Christopher Nolan has so far put together two movies that have managed to elevate the comic book movie medium. Batman Begins was a better comic book movie than the Dark Knight. The Dark Knight was a better movie than Batman Begins. Batman Begins focuses its efforts on creating a thrilling hero movie, with Batman saving the day and the forces of good reigning triumphant once again. The Dark Knight goes much deeper into the problems that plague society and the inner workings of people. The Dark Knight transcends the comic book genre because it dares to put questions about what humanity is and how it can stretched to it’s limits right there for the viewer to ponder. Batman and the Joker could be taken out of the Dark Knight and replaced and the movie would still be strong and believable. We watched the part of the Dark Knight where the two boats have the opportunity to blow each other up in my AP Psychology class. We looked at the psychology behind the Joker’s “Social experiment.” I watch that movie and see comparisons between Bruce Wayne, and his tiring of being a symbol and doing what is right while sacrificing his personal life, and myself and many of the people with strong character in my life. I look at Bruce Wayne wearing a mask and ask myself, “Is Batman the mask or is Bruce Wayne the mask?” Then I begin to question myself on what masks I wear. When art dares to ask larger questions it often fails, but Christopher Nolan succeeded in asking those questions and presenting them to a wider audience than a normal comic book movie.
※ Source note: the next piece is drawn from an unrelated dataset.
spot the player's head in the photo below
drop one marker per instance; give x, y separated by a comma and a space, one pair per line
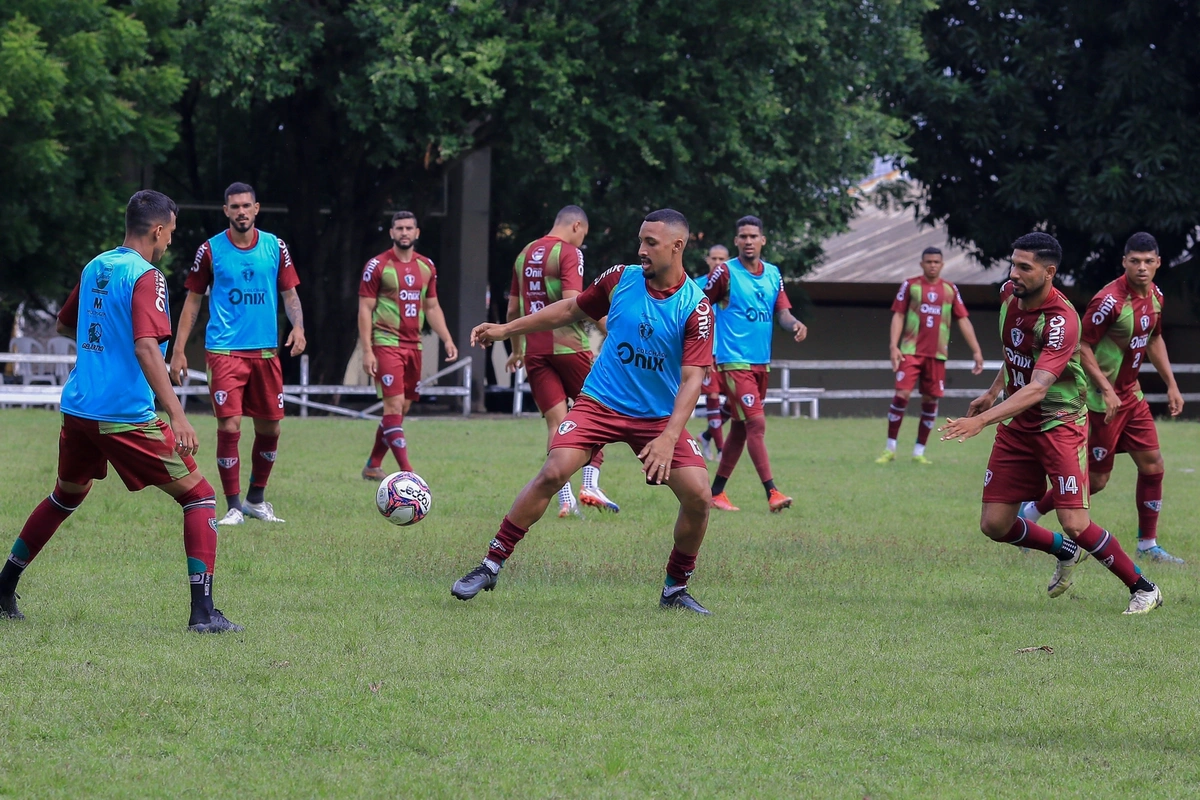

I sat in the theater at the midnight showing of the Dark Knight, everyone was silent (even the rowdy teenagers), as they all took in a cinematic experience that few other movies have even come close to offering in my lifetime. I still get chills every time I watch that movie and the soundtrack comes on, with the one note holding and extending, building tension, creating an atmosphere that feels like it could bust out at any moment. Did I mention Heath Ledger did a pretty good job too?

            The problem is, after creating one of the best comic book movies of all time and one of the best movies of all time, can Christopher Nolan catch lightning in a bottle for a third time? Do I believe in Christopher Nolan? I have read a lot of interviews where they are focusing on Batman as a symbol. They are wrapping up a lot of loose ends by tying it into Batman Begins. I have my doubts. They are introducing a lot of new characters for one movie. They are trying to use Bane as a villain, which would be more true to the comic books than the ridiculous character in Batman & Robin. The Knightfall story line where Bane breaks Batman’s back was the first Batman comic book arc I ever read. They have a flying batmobile. Historically, it is hard to have a strong third episode of a trilogy. Return of the Jedi went all-cute and cuddly with Ewoks, Back to the Future III was a joke, Mockingjay the third book in the Hunger Games series ruined the entire series for me. I have my midnight showing tickets for the Dark Knight Rises. I am going to go. I am going to see it. I have my reservations about it. I am worried. I want to see a strong powerful resolution to the trilogy. I am going in excited, open-minded, but emotionally reserved. I do believe in Christopher Nolan, I just don’t envy him.